Surplus
You instinctively know how to gauge restaurant sizes or bus capacity by seat count rather than floor area. But would you buy farmland by the hectare or the number of goats it can support? We humans make value assessments in our personal lives all day long and rarely pause to question if the way we do it is appropriate.
Some argue that economic policy across the nations of the world has been politicised. Looking at how national budgets are set, it seems to me that pseudo-science is often co-opted to make the political choices appear workable. At the core is a belief that nations must trade to exist. But we forget at our peril that trade is based on surplus. What would happen if the environment become unable to sustain surpluses? Would trade cease? Would there be another land grab as described in The Scramble for Africa? If the potential for shortages was ever acknowledged, perhaps we’d realise that a carbon based taxation system might run out of the carbon that fuels it. The slogan that There is no Planet B might take on a different complexion.
Thirty goats might trump four hectares as a measure of the land. As the competition for land for food or feed intensifies, surely goats and other animals must be spared the suffering and indignity of their inefficient conversion of plant energy to meat. There will be a transition so pity the poultry knowing that it takes less feed to create a kilogram of chicken than a kilo of beef.
Floors
These are some of the things that occupied my mind today as snow fell outside and we waited to learn if our replacement flooring project met the lockdown criteria for completion now or if our joists would be exposed for several months. Our timing wasn’t ideal, the work repeatedly postponed by Covid, we allowed it start. Despite my sadly pessimistic infection forecasts, the Irish infection rate has exceeded all expectations.

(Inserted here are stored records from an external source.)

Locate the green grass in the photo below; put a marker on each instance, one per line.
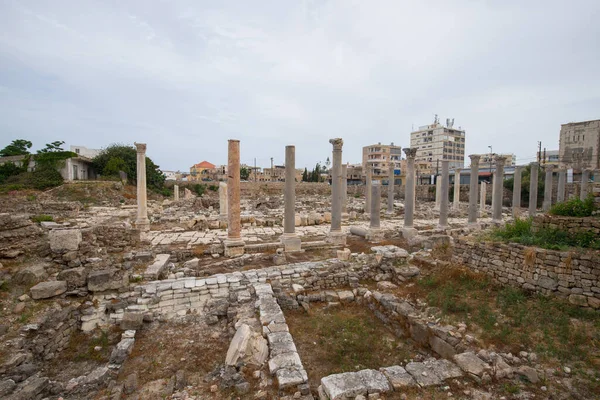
(520, 231)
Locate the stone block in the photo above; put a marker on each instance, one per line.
(62, 240)
(45, 290)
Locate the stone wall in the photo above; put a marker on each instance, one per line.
(570, 274)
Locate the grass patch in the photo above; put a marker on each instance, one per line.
(520, 231)
(342, 339)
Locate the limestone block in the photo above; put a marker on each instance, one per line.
(62, 240)
(45, 290)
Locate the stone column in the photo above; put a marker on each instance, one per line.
(548, 188)
(445, 190)
(473, 183)
(391, 183)
(290, 240)
(438, 192)
(562, 180)
(498, 189)
(408, 230)
(345, 191)
(516, 204)
(374, 234)
(585, 177)
(336, 236)
(223, 199)
(368, 181)
(533, 189)
(234, 245)
(456, 199)
(142, 222)
(482, 195)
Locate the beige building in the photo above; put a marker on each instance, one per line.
(379, 157)
(579, 145)
(435, 143)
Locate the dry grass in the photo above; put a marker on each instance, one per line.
(343, 338)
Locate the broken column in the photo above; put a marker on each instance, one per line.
(336, 236)
(533, 189)
(498, 189)
(482, 194)
(562, 180)
(474, 181)
(142, 222)
(345, 191)
(548, 188)
(290, 240)
(516, 203)
(445, 190)
(390, 210)
(438, 193)
(234, 245)
(369, 179)
(585, 177)
(408, 230)
(375, 234)
(223, 199)
(456, 200)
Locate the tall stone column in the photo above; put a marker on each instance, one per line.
(444, 192)
(585, 177)
(516, 204)
(374, 233)
(438, 192)
(482, 195)
(562, 180)
(290, 240)
(142, 222)
(548, 188)
(223, 199)
(408, 230)
(473, 183)
(498, 189)
(369, 180)
(234, 245)
(345, 191)
(391, 183)
(456, 199)
(533, 189)
(336, 235)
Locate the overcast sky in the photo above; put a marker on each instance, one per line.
(185, 76)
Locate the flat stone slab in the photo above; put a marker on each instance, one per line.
(470, 363)
(155, 269)
(398, 377)
(45, 290)
(352, 384)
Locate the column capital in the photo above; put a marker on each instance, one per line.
(337, 143)
(140, 147)
(410, 152)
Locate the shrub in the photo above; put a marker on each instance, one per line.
(574, 207)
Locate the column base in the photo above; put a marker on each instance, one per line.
(408, 233)
(143, 224)
(336, 238)
(291, 243)
(233, 247)
(374, 235)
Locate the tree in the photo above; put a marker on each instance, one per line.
(18, 147)
(244, 173)
(120, 157)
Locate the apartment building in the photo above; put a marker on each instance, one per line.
(437, 142)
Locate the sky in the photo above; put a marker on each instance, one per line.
(186, 76)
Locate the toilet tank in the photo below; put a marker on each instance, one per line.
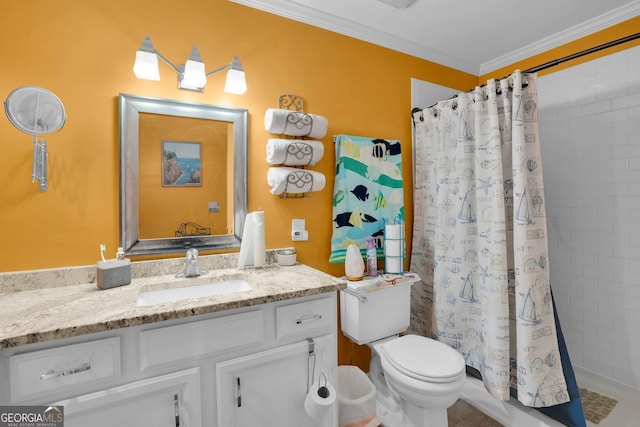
(376, 308)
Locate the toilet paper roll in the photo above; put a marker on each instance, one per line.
(315, 404)
(393, 265)
(393, 247)
(393, 231)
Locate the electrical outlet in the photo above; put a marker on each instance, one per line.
(298, 233)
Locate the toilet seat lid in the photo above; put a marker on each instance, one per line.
(424, 359)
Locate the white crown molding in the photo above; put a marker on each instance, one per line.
(601, 22)
(323, 20)
(317, 18)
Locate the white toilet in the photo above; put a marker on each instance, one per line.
(416, 378)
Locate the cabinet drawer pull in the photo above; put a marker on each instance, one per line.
(56, 374)
(308, 319)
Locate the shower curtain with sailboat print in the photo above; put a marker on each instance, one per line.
(479, 239)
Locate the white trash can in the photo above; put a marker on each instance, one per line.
(356, 398)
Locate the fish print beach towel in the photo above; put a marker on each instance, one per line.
(367, 192)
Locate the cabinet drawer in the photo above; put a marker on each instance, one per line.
(42, 371)
(301, 319)
(204, 337)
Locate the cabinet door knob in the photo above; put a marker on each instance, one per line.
(57, 374)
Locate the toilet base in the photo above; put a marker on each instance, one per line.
(423, 417)
(410, 416)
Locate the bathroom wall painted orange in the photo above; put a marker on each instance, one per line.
(84, 51)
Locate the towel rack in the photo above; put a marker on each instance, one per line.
(300, 179)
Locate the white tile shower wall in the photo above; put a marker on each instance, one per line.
(590, 135)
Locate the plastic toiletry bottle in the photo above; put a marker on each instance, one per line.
(372, 258)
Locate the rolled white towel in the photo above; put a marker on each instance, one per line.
(294, 152)
(295, 123)
(294, 181)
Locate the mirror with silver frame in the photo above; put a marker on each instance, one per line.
(159, 215)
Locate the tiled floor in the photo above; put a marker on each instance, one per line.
(625, 413)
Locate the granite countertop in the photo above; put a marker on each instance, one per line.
(44, 309)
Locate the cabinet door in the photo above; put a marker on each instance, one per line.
(170, 400)
(269, 388)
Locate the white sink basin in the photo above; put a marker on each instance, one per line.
(159, 296)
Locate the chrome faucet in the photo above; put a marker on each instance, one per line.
(192, 268)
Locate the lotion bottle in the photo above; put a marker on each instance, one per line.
(372, 258)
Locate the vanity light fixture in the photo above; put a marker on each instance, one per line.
(191, 75)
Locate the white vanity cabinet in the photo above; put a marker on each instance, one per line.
(169, 400)
(189, 372)
(269, 388)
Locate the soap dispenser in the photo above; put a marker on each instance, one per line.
(372, 258)
(353, 263)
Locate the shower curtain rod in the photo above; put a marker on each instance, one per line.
(582, 53)
(559, 61)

We are all masked, the windows open and we sit in hats and gloves, isolated from each other by floors and employing a rigorous twice-daily cleaning/sanitising routine.
Crush
Earlier, I was modifying some settings on a camera after breakfast when I recalled how I once drove over a lens. It was about ten years ago at the end of a long day driving in the UK. I’d put the car in a narrow parking bay and was unpacking the bags from the boot when someone vacated a bigger parking bay. So I moved my car to save it from the scratches it often occasionally suffered from neighbouring careless car door openers.

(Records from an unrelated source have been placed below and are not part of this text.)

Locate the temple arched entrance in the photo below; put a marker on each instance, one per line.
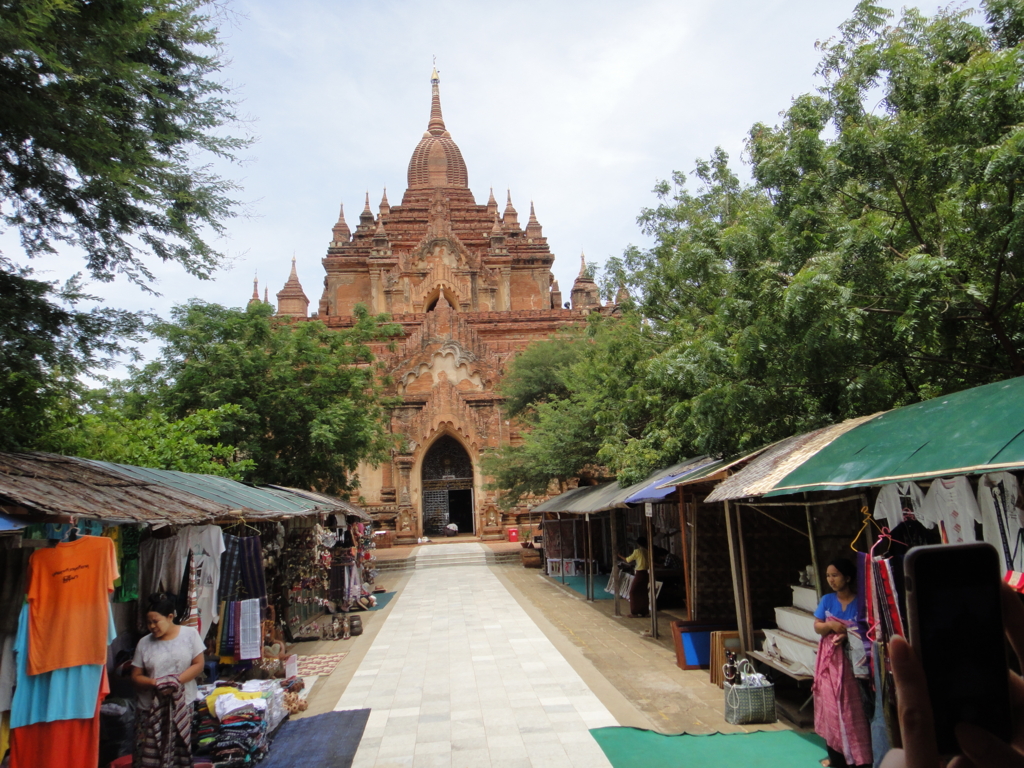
(448, 487)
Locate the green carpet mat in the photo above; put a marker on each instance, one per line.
(632, 748)
(383, 598)
(579, 584)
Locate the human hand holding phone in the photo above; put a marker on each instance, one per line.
(981, 749)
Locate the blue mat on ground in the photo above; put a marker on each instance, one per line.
(579, 584)
(328, 740)
(382, 599)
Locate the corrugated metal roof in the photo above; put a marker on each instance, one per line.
(665, 484)
(9, 523)
(584, 500)
(219, 489)
(104, 491)
(61, 485)
(592, 499)
(970, 432)
(341, 504)
(778, 460)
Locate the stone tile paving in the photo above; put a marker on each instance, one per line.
(644, 671)
(461, 676)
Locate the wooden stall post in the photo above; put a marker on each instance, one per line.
(648, 511)
(588, 548)
(748, 610)
(561, 545)
(613, 516)
(814, 547)
(737, 591)
(684, 544)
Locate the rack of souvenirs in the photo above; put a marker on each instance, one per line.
(945, 510)
(241, 586)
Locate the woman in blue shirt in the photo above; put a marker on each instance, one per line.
(841, 706)
(842, 603)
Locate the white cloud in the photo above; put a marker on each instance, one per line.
(581, 107)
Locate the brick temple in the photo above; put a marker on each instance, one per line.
(470, 287)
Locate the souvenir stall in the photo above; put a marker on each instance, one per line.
(99, 539)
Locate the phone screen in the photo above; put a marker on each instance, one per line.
(958, 637)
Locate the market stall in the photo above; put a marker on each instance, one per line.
(98, 540)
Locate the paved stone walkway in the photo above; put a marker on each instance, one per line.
(461, 676)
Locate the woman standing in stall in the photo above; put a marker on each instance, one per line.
(841, 694)
(164, 670)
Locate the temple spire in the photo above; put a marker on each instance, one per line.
(367, 217)
(436, 125)
(511, 219)
(341, 231)
(534, 230)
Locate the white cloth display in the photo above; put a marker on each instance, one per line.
(997, 496)
(228, 704)
(207, 544)
(950, 505)
(898, 500)
(250, 643)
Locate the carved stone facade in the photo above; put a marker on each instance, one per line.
(470, 289)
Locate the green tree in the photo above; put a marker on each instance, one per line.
(188, 444)
(871, 262)
(46, 342)
(111, 117)
(308, 403)
(108, 112)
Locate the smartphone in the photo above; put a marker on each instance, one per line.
(955, 619)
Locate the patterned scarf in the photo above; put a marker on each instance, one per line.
(164, 738)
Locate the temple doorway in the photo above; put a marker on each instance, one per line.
(448, 487)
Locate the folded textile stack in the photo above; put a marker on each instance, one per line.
(205, 728)
(239, 719)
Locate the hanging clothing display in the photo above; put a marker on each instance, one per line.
(13, 583)
(67, 627)
(129, 542)
(950, 505)
(898, 502)
(69, 593)
(839, 712)
(165, 727)
(68, 693)
(207, 545)
(998, 495)
(242, 570)
(161, 563)
(68, 743)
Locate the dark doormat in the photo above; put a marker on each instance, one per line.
(633, 748)
(328, 740)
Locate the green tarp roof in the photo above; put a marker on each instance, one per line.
(974, 431)
(592, 499)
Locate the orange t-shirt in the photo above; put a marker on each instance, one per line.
(69, 600)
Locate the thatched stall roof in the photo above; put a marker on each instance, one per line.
(48, 484)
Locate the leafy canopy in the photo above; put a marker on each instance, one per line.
(873, 261)
(108, 110)
(306, 402)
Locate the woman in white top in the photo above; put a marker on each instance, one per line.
(164, 670)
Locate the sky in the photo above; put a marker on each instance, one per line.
(579, 107)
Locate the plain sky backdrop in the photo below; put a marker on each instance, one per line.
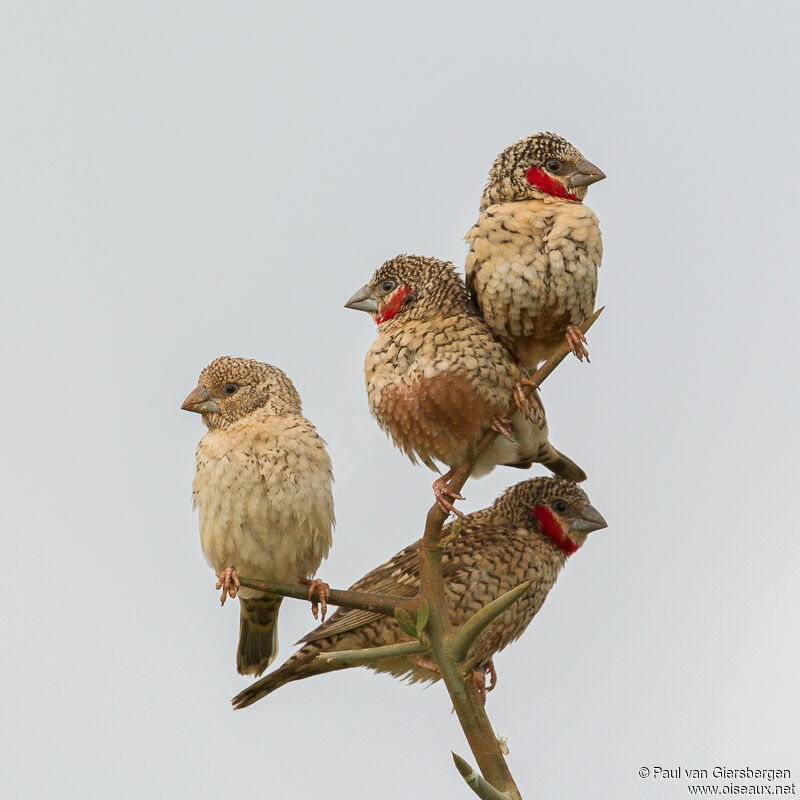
(182, 180)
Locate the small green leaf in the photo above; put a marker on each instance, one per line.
(422, 616)
(405, 622)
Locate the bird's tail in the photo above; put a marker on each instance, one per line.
(562, 465)
(258, 634)
(303, 664)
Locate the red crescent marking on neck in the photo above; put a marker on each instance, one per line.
(548, 184)
(393, 305)
(553, 531)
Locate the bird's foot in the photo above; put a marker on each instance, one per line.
(500, 424)
(323, 592)
(228, 581)
(527, 404)
(577, 341)
(444, 496)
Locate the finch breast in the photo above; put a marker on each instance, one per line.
(434, 385)
(532, 267)
(263, 489)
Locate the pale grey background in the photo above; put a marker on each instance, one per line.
(183, 180)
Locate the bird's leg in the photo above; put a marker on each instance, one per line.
(441, 492)
(528, 405)
(228, 581)
(499, 424)
(576, 340)
(323, 592)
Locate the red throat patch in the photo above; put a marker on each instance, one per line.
(546, 183)
(552, 529)
(393, 304)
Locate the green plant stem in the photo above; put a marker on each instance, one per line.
(475, 782)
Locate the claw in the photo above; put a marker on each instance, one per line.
(576, 340)
(228, 581)
(323, 592)
(441, 492)
(499, 425)
(527, 404)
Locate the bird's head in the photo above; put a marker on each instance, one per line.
(541, 164)
(556, 507)
(231, 388)
(410, 286)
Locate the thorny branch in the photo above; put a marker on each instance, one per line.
(446, 646)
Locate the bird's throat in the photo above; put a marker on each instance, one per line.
(393, 304)
(546, 183)
(552, 530)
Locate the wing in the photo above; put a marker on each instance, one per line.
(400, 575)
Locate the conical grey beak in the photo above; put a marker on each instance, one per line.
(362, 300)
(200, 401)
(585, 174)
(589, 520)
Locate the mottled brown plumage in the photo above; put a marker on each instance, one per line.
(263, 490)
(536, 249)
(437, 376)
(527, 534)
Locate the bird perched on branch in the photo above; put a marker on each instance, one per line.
(438, 378)
(263, 490)
(536, 249)
(527, 534)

The bags had camera and lenses, tripod and other accessories that I’d been using in hilly Wales. I heard a crunch as I reversed in the dark underground car park. I knew immediately that I must have left a lens on the ground when I hurriedly put most everything back in the boot. A couple of the lenses had their own cases and now I ask why lens cases are typically black. But the big question was which lens had I flattened? Could it have been at the cheap end of the range, perhaps the plasticised 50 mm. Or if I was very unlucky, it could have been a prized 70-200 mm acquired after several years of saving.
But no, it was the middle lens. It was a recent birthday present that had been crumpled beyond repair. My very nice new 10-20 mm lens was more flatfish than fisheye. I ordered a new one the next day so that no one would know and I scrimped and saved to secretly pay for it. And belatedly, I bought an extension to my camera insurance policy which I hoped would save me from my future self. I wonder why I keep the insurance just as I wonder why I keep the crushed lens in its case on the shelf behind me.
Motif
I had thought about all of this last month too. The same lens crushing memory came to mind after I drove over someone’s hearing aid.

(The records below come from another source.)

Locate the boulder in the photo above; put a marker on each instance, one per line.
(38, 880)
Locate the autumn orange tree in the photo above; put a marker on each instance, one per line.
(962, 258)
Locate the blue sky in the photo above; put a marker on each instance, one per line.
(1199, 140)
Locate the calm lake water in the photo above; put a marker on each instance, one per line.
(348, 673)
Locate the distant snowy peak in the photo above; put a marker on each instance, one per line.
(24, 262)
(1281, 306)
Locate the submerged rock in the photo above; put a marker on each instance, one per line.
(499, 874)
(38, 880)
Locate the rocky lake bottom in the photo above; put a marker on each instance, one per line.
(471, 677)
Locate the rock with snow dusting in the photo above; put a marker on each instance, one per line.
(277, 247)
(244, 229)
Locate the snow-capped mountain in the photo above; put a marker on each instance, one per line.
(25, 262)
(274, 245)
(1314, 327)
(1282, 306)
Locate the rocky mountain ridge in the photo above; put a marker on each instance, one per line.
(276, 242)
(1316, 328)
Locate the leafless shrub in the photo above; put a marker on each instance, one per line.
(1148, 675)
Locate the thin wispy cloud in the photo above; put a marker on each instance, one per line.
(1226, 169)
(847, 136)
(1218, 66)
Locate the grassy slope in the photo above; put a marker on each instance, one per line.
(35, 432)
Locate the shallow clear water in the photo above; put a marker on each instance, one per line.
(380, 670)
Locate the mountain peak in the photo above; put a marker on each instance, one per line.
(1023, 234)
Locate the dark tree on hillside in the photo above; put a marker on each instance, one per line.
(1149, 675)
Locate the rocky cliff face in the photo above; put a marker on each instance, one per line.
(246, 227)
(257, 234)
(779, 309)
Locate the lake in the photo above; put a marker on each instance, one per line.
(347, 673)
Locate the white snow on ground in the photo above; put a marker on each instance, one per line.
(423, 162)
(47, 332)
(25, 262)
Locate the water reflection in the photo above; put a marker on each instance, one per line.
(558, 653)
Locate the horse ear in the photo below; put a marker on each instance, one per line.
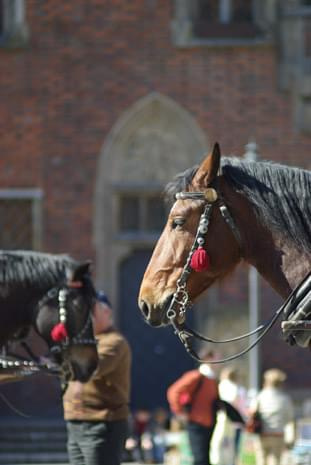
(76, 275)
(208, 169)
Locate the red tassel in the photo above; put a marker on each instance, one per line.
(184, 398)
(59, 332)
(200, 260)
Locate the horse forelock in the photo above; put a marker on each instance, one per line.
(279, 193)
(180, 183)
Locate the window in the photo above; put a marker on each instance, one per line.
(20, 219)
(13, 25)
(218, 22)
(141, 213)
(225, 18)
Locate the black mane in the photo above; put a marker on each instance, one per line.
(279, 193)
(27, 268)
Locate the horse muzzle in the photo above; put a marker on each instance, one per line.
(155, 316)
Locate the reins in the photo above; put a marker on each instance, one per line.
(180, 302)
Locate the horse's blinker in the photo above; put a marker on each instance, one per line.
(59, 331)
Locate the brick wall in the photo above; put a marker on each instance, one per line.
(86, 63)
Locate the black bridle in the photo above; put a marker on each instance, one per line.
(13, 364)
(78, 339)
(181, 302)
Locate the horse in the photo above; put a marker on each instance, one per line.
(227, 210)
(53, 294)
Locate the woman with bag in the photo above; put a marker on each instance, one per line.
(275, 409)
(193, 397)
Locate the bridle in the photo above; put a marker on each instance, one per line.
(181, 302)
(66, 340)
(13, 364)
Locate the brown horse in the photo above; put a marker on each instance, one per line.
(228, 210)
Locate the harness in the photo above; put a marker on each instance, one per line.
(12, 364)
(296, 309)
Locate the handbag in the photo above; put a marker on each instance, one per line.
(186, 400)
(232, 413)
(254, 423)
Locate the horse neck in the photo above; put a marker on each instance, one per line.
(280, 262)
(19, 303)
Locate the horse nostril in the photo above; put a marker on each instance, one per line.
(144, 309)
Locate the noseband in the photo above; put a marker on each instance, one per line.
(59, 332)
(181, 302)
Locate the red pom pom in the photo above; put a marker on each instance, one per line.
(59, 332)
(200, 260)
(184, 398)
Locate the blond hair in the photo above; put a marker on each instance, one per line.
(274, 377)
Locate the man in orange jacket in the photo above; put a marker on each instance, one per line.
(194, 396)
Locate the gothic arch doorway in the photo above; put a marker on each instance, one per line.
(152, 141)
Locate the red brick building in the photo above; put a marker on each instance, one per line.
(103, 101)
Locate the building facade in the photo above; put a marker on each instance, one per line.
(103, 102)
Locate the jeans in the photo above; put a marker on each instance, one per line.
(200, 439)
(96, 442)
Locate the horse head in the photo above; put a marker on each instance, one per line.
(64, 321)
(196, 247)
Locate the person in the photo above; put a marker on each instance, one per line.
(193, 397)
(227, 435)
(96, 412)
(276, 411)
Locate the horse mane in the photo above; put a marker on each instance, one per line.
(279, 193)
(28, 268)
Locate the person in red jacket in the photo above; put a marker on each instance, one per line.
(194, 396)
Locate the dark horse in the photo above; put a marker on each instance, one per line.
(228, 210)
(53, 294)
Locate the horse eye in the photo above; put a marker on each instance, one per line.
(178, 222)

Those pandemic masks must be a boon to opticians and audiologists the world over. I’ve certainly dislodged my own spectacles several times while taking a mask off. My glasses have hit the deck more than once. Hearing aids obviously suffer from the same dislodgements. We found the lost hearing aid under the car, imprinted with a concrete motif. The tiny hearing aid had fallen on our driveway and it would have been invisible on the conglomeratic concreted surface. Electronic hearing aids are so small that we guess that it was spared by the deep treads on the relatively new car tyres. The owner was very relieved to report that apart from the new imprints, it remained fully functional.
Caveat emptor: my daily musings may be incomplete and incorrect.